Present-day regional ice flow is southward from a dome centered on the northern Executive Committee Range where ice elevations reach 2200 m. WAIS surface elevations near Mt. Waesche are ~2000 m above sea level and the ice-covered summit caldera reaches 3200 m above sea level. A combination of ice flow processes and local winds have resulted in a notable local ablation (blue ice) area that occurs to the southwest of Mt. Waesche (Fig. 6b). This blue ice area, which is 8 by 10 km in extent, contains numerous englacial tephra layers that represent a repository of local and distal volcanism (Dunbar and others, Reference Dunbar, Smellie, Panter and Geyer2021). The geometry of tephra layers indicates that in some areas the local ice has undergone complex deformation, likely as a result of interacting with subglacial bedrock topography. Work at Mt. Waesche seeks to better understand both the tephra stratigraphy and complex deformation using GPR survey information.

3.5.2 Preparations for upcoming drill season

IDP will deploy their Eclipse and Winkie Drill equipment at Mt. Waesche in the upcoming drilling season. The drilling objective is to collect eight subglacial bedrock cores (at least 0.5 m in length) from depths ranging from 30–100 m. In advance of the drilling season, IDP plans to test new downhole coring tools with improved bit clearance as a potential solution to the bit plugging and glazing that has negatively impacted drilling efforts at other sites (e.g. Hudson Mountains, section 3.3). If successful, new tooling may substantially increase the likelihood of recovering multiple bedrock cores in a single field season by improving drill performance in sediment rich basal environments. Additionally, IDP plans to rely on a new full-face ice drilling bit which can provide faster access to the bed at greater drill depths than the Eclipse drill that has previously been used.

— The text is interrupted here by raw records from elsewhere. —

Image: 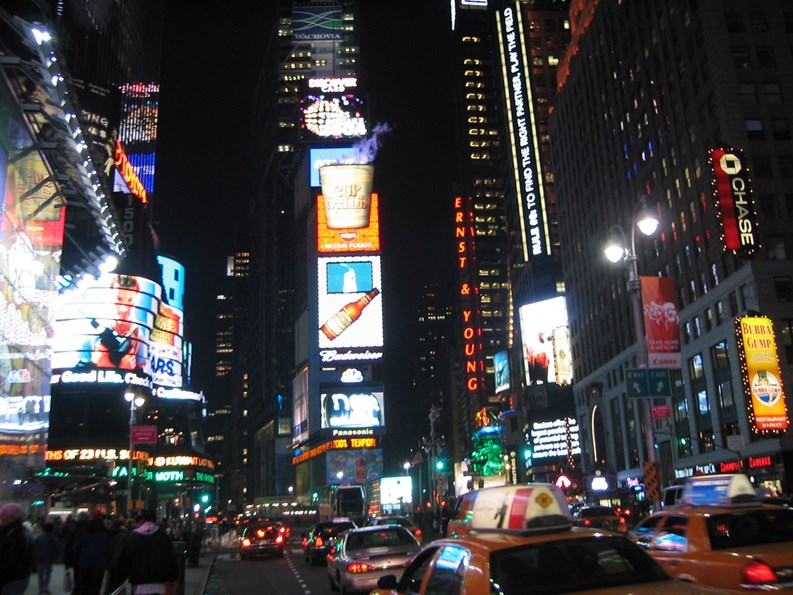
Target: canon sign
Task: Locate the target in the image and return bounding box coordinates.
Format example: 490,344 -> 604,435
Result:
711,149 -> 760,256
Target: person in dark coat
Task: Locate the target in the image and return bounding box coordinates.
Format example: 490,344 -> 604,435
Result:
118,510 -> 179,595
72,511 -> 113,595
33,522 -> 63,595
0,502 -> 33,595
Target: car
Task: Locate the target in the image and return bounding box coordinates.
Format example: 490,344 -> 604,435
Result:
302,518 -> 357,566
575,505 -> 628,533
371,484 -> 716,595
239,523 -> 286,560
628,474 -> 793,592
367,516 -> 424,543
327,525 -> 421,593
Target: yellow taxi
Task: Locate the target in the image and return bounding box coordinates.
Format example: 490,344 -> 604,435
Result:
629,474 -> 793,593
371,484 -> 718,595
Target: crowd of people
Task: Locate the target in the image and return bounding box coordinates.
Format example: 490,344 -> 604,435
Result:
0,502 -> 203,595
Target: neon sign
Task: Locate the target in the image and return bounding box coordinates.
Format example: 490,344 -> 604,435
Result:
115,141 -> 149,205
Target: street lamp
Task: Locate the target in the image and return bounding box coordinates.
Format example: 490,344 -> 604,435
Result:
603,196 -> 660,507
124,392 -> 146,516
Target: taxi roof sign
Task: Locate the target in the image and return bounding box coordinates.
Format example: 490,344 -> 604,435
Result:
679,473 -> 757,506
455,483 -> 573,535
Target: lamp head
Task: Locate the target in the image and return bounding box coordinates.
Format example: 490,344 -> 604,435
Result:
634,196 -> 660,236
603,225 -> 628,262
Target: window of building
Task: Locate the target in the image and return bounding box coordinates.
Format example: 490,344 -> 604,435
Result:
744,118 -> 765,140
763,83 -> 782,105
738,83 -> 757,103
757,46 -> 776,68
774,275 -> 793,302
771,118 -> 790,140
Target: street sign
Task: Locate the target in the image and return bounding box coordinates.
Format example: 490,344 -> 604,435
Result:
625,368 -> 672,399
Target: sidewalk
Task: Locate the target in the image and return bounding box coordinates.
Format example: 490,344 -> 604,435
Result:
25,552 -> 215,595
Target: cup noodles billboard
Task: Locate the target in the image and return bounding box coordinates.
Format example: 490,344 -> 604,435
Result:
519,297 -> 573,384
52,274 -> 162,384
735,316 -> 789,432
710,149 -> 760,256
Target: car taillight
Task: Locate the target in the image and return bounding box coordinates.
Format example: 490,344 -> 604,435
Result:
347,562 -> 374,574
743,560 -> 779,585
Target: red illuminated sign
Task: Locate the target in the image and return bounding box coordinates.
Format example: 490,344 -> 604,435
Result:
116,141 -> 149,204
454,196 -> 485,402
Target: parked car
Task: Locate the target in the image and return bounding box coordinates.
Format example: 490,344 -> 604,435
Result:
239,523 -> 286,560
303,518 -> 356,566
575,506 -> 628,533
368,516 -> 424,543
628,474 -> 793,592
328,525 -> 421,593
372,484 -> 717,595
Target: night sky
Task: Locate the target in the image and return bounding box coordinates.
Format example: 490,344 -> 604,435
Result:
153,0 -> 453,472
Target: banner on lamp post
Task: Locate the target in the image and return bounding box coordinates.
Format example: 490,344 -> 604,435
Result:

Detailed grid surveys were carried out in 2018/19 to obtain 3-D radargrams of the sites. The advantage of 3-D imaging for drill site selection is to map out potential near-surface hazards, to better reduce ice thickness estimates in areas with complex subglacial topography, and to preselect multiple target drill sites. The targeted drill sites are noted in Figure 6b and an example of the 3-D radargrams from one of the drill sites in shown in Figure 7. A reconnaissance GPR season is advantageous at a site like Mt. Waesche because the drill site is located over slow-moving blue ice so the complications presented by crevassing are not an issue like at other sites such as the Hudson Mountains.

Figure 7.

(a) A 3-D-processed radargram collected in 2018/19 used for drill site selection for the upcoming field campaign. The radar profiles were time-zero corrected, distance normalized to flag survey points (spaced at 10 m intervals) and migrated to increase ice thickness estimates and reduce the noise to signal ratio. (b) example of 3-D radar profile shown in slices at various depths beneath the ice surface (40, 46, 52, 58 m). On the horizontal plane, the darker colors indicate ice and the areas of white indicate bedrock (BR). Note that the ratio of bedrock to ice increases with depth. Orientation of a – a’ and b – b’ can be found in panel (c). (c) Image showing location of GPR survey (red lines) near the flank of Mt. Waesche. Imagery from Google Earth: Imagery © 2023 Maxar.